Many try to slip through the big nets—ducking, dodging, pretending to be perfectly presentable and painfully normal—while the people in white coats politely insist you take a ride in the back of a van labeled “Booby Hatch.” It’s never subtle. The clipboard appears. The pen clicks with bureaucratic bravado. Someone whispers the words “craft time” like it’s either a threat… or a promise… or possibly both wrapped in glitter.
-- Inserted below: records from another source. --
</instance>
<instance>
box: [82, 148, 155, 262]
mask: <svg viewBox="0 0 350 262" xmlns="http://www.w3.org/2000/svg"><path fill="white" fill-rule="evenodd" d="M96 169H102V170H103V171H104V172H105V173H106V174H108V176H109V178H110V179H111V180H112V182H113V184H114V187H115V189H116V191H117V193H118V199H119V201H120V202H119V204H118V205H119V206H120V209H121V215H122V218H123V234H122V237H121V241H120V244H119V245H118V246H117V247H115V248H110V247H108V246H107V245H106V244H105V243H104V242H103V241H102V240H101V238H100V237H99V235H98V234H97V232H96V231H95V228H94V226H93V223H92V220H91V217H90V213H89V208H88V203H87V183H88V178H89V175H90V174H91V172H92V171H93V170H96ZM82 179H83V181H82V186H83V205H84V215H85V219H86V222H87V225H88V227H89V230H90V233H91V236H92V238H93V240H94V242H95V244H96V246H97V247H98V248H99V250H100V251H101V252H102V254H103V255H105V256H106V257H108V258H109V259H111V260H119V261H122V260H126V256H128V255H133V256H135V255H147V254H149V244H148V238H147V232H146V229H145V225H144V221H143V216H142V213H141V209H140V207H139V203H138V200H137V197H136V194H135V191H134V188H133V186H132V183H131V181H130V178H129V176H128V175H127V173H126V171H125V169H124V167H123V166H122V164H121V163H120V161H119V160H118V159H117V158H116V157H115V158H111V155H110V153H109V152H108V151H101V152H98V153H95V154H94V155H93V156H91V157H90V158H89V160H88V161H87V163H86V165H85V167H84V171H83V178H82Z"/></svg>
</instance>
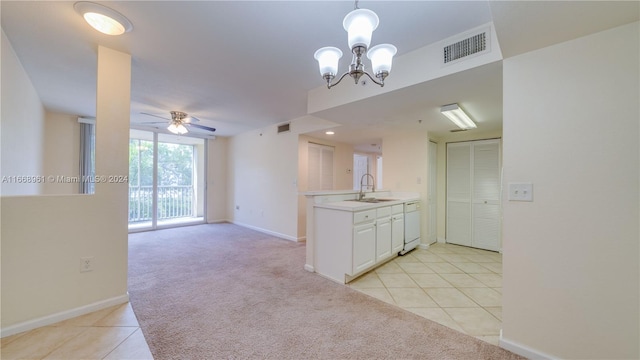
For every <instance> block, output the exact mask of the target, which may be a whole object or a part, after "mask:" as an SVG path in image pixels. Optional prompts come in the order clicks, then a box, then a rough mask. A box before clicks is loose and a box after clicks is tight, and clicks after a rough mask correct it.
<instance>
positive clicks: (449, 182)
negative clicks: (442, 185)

And suddenly you’re in a bright room buzzing with fluorescent forgiveness, armed with safety scissors, Elmer’s glue, and a suspicious abundance of magazines, paint, yarn, crayons, and markers. Stacks and stacks of supplies. Towers of temptation. The question is obvious: what to do with all this stuff?
What sane person buys books—beautiful, bound, perfectly innocent books—only to tear them up with theatrical enthusiasm? What rational adult rips pages from their spines, rescues paragraphs mid-sentence, and sentences them to canvas? What kind of creative criminal lets paint spill, splatter, seep, and spread… and somehow never quite cleans it up? (Answer: the productive kind.)
Welcome to the Booby Hatch—a place where awkward bits of paper that wandered too far from their books find themselves on canvas. Misfit margins. Runaway headlines. Wayward woodcuts. Rip. Tear. Glue. Glue again. Yarn tangles where it wants, weaving whimsical webs with zero supervision. Marker lines march across paint with militant mischief. Crayons insist on being heard in waxy, willful rebellion, and nothing—absolutely nothing—is inside the lines.
But what came from these craft time shenanigans, from this sanctioned scissors-and-splatter spectacle, was a brilliantly fun and beautifully insane body of work of over 75 mixed media collages on canvas, shown at the Springbox Gallery in Portland, Oregon in the Autumn of 2011.
Seventy-five sticky, splattered, gloriously unhinged testaments to the idea that sometimes the mess is the method—and madness, when managed with markers, can be magnificent.